神様は君を手放さない

 
 
  
 少年は彼女にとらわれているという自覚があった。だから自分はそこから抜け出したのだといえるような確固たる理由が欲しかった。自分は彼女にとらわれてなどいない。関係はあるけれどそれだけなのだと、とくべつでもなんでもないのだと───そう証明したかった。それはこどもじみた意地であり、冷やかしを恐れる矮小なこころが生み出したちっぽけな強情さでしかなかった。聡明な彼はきづいていただろう、己のどうしようもなさに。けれどやめることはできなかった。周囲に対するポーズはすでに引き戻せないところまで進行し、そうそうやめることのできないものとなっていた。

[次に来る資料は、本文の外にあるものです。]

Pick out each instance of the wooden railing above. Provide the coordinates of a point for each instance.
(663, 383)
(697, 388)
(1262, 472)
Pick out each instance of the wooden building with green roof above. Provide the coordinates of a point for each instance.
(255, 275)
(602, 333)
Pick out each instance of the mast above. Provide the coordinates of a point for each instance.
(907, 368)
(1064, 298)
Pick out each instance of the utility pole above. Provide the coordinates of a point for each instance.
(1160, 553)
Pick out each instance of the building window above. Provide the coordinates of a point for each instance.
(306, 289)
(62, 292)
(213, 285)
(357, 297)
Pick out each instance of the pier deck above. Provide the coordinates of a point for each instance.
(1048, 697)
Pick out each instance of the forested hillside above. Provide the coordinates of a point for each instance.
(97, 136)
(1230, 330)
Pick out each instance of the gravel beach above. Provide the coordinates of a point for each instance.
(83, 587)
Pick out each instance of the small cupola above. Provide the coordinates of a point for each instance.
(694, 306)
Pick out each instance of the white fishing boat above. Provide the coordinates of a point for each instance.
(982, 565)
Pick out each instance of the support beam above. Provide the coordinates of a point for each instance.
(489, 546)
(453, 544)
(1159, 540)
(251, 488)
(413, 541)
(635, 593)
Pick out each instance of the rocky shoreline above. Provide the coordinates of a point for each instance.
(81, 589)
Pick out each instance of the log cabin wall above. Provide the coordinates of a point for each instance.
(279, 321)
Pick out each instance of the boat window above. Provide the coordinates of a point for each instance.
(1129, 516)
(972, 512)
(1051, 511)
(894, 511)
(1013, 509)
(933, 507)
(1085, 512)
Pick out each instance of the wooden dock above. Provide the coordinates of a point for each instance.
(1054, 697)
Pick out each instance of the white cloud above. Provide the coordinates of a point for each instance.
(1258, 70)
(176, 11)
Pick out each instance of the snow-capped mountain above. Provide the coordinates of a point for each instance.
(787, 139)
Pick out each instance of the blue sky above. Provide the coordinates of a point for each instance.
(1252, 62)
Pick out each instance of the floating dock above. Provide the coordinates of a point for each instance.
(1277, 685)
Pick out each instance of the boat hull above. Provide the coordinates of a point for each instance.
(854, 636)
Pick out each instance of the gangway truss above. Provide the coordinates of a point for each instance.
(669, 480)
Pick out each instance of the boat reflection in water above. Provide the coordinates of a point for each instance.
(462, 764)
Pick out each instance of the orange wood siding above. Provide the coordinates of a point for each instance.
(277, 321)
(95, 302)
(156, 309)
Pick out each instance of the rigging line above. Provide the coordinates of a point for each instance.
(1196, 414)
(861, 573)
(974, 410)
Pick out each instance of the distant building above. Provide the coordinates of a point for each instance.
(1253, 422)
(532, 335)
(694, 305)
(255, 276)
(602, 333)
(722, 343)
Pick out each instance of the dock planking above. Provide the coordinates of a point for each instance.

 そんな悪循環に身を浸していた少年に、その自分の行いのせいで少女が破滅に輪をかけるなどとどうして予測できただろうか。

☆★☆

「俺のせいなんだろ」
 白雪は目を瞬いた。ゆっくりとしたその動きにはとくになにかの感情が覗けるわけでもなく、彼女はただよくわからない、といったことだけを感じているようだった。
「あっくんのせい? なにが?」
「……お前と春田があの日あそこで出くわしたこと」
 夕焼けの日が窓ガラスからさしこんで、秋日の位置からは白雪の輪郭がぼやけてみえている。その瞳だけが煌々と輝き、秋日をうつしている。どうしてだか、蝉の声すらきこえない。さきほどまではやかましいくらいきこえていたというのに。夏の存在から隔離されたような空間で、秋日と白雪は対峙している。

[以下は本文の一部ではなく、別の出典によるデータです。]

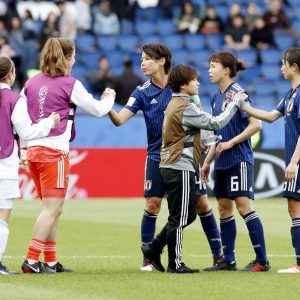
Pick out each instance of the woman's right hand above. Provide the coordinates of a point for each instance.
(55, 117)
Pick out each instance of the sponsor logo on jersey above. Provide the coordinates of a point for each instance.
(148, 185)
(131, 100)
(153, 101)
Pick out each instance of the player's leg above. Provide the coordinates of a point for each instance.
(182, 212)
(154, 190)
(9, 190)
(208, 220)
(291, 192)
(242, 191)
(227, 222)
(294, 212)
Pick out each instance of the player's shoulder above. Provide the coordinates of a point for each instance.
(236, 87)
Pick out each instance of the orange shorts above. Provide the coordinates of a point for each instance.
(50, 178)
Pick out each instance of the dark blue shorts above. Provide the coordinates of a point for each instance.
(291, 190)
(235, 182)
(200, 186)
(153, 183)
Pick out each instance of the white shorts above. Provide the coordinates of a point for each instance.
(9, 190)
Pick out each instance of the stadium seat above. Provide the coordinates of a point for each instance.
(214, 41)
(200, 58)
(271, 72)
(282, 87)
(154, 38)
(128, 43)
(115, 58)
(126, 27)
(271, 56)
(194, 42)
(91, 60)
(166, 27)
(144, 28)
(248, 56)
(107, 43)
(85, 43)
(284, 41)
(174, 42)
(146, 14)
(181, 57)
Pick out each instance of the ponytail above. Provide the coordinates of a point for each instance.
(54, 56)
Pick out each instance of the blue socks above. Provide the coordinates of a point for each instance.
(212, 232)
(148, 227)
(228, 236)
(295, 232)
(256, 233)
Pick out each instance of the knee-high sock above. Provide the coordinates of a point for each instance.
(4, 232)
(256, 233)
(148, 227)
(295, 232)
(228, 236)
(212, 232)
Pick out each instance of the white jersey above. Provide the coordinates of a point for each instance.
(22, 126)
(81, 98)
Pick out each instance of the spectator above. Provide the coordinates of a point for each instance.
(262, 36)
(212, 23)
(235, 9)
(189, 20)
(106, 21)
(49, 29)
(84, 23)
(101, 78)
(253, 12)
(126, 83)
(236, 35)
(66, 22)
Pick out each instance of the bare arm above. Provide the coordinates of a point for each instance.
(253, 127)
(261, 114)
(121, 117)
(291, 170)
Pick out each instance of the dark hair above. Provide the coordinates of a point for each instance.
(6, 66)
(292, 56)
(158, 51)
(228, 60)
(180, 75)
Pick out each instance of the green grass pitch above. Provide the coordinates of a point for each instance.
(101, 241)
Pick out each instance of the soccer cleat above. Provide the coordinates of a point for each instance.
(58, 268)
(5, 271)
(38, 268)
(256, 266)
(183, 269)
(222, 266)
(217, 259)
(295, 268)
(153, 257)
(146, 267)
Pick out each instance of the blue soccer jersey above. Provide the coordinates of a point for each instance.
(152, 101)
(241, 151)
(289, 106)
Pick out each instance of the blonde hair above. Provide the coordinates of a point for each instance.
(54, 56)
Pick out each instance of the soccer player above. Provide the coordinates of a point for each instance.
(234, 167)
(48, 158)
(152, 98)
(289, 108)
(14, 122)
(180, 153)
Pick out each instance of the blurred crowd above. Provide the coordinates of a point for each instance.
(26, 25)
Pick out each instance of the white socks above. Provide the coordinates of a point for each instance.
(4, 231)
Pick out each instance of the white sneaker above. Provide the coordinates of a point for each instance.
(295, 268)
(146, 267)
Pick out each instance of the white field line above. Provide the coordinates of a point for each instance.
(128, 256)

「あいつと会ったから───だからお前は飛び降りたんだろう」
「ハルタ」
 しばらく白雪はぶつぶつとそのなまえをくりかえし舌のうえにのせつぶやき、やがてぽん、と手を叩いた。おどけたように首を横に傾がせ、にっこりわらって言う。
「ああ、『ハルタサン』ね!」
「……」
「あぶないあぶない!」
 まるでその人物の存在をすっかり忘れていたかのような言動に、これまでの経験上予想していた秋日はそれでもなお眉根を寄せる。ああやはり彼女は異質なのだと、そう再確認する。はじめてあったあの日から、そんなことはよくしっていた。

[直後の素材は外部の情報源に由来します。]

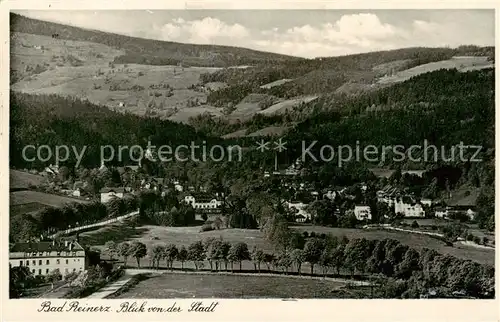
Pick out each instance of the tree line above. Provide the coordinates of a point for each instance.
(415, 271)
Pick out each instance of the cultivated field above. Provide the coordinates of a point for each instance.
(81, 69)
(152, 235)
(183, 236)
(229, 286)
(282, 107)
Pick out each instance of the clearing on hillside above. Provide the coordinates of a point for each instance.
(166, 286)
(461, 63)
(483, 256)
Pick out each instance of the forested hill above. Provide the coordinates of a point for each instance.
(148, 51)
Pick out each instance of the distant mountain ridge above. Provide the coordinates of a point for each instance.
(149, 51)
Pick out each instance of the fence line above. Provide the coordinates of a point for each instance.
(98, 224)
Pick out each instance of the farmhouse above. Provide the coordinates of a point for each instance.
(362, 212)
(299, 208)
(109, 193)
(45, 256)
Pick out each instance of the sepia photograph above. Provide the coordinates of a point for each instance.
(251, 154)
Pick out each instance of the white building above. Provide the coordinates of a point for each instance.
(362, 212)
(408, 208)
(110, 193)
(44, 257)
(202, 201)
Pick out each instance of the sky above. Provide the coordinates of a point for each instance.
(303, 33)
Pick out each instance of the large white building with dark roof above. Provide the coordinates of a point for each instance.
(45, 256)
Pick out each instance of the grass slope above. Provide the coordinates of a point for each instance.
(147, 50)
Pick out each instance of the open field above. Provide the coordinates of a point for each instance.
(125, 88)
(228, 286)
(176, 235)
(26, 208)
(484, 256)
(81, 69)
(22, 180)
(462, 63)
(276, 83)
(27, 197)
(183, 236)
(282, 107)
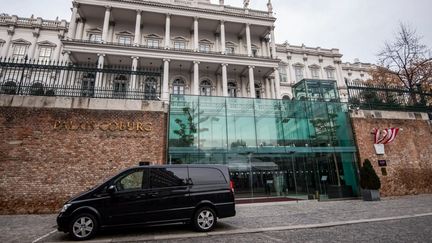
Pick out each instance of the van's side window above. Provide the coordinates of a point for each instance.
(206, 176)
(168, 177)
(133, 181)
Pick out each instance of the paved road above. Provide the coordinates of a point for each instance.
(28, 228)
(406, 230)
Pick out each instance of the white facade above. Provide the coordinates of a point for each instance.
(202, 48)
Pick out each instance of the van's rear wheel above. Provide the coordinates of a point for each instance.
(204, 219)
(83, 227)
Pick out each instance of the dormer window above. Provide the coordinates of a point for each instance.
(19, 51)
(179, 45)
(125, 40)
(205, 46)
(95, 37)
(153, 43)
(45, 53)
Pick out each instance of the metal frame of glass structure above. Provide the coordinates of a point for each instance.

「うーん……会ったから飛び降りた、っていうのはちょっとちがうかなあ……おしい! 座布団もつてかれちゃうぞ!」
「じゃあ、なんで飛び降りた」
「びびっと天から電波が届いたから───ってこれじゃあのーくんも納得してくれなかったんだっけ。おんなじ失敗してもなあ、あれだよね。うーん」
 白雪は唇のしたに人差し指をおしつけ、瞼を下ろし黙考するポーズをとった。それからぱちり、と瞼をもちあげて、
「わたしのほしい言葉をくれたからだよ」
 そう答えた。
「……ほしい言葉?」
「わたしのほしい言葉をくれたの、あのひと。だーれもわたしにくれなかった言葉をさ」
「……白雪」
「ねえ、あっくん。わたしね、あのときしんでいるはずだったんだ」
 笑顔だった。いつもどおり、見慣れたそれ。薄ら寒さをこちらにもたらすその表情に、秋日は言葉を失うことしかできない。ぴしり、といつもの日常に罅が入っていくかのような錯覚に襲われる。
「……それは、」
「うん。あのね、わたし握っていたの」
 おとうさんとおかあさん。ふたりの腕を握って、メリーゴーランドや観覧車の姿を夢想して、わくわくしながら歩いていたの。それなのに。それなのに───
「ひとってかんたんに肉になってしまうのよ」
 きづいたら、その場にはわたししかいなかった。すぐそばにころがっていたそれが両親だったものだと幼いながらに悟って、けれどまっさらなこころの表面にはなにもうかぶことはなく、ただそれに擦り寄る黒猫のまぼろしをみていたんだ。そしてわたしは理解する。わたしが、わたしだけが、この世から消えそこねたんだって。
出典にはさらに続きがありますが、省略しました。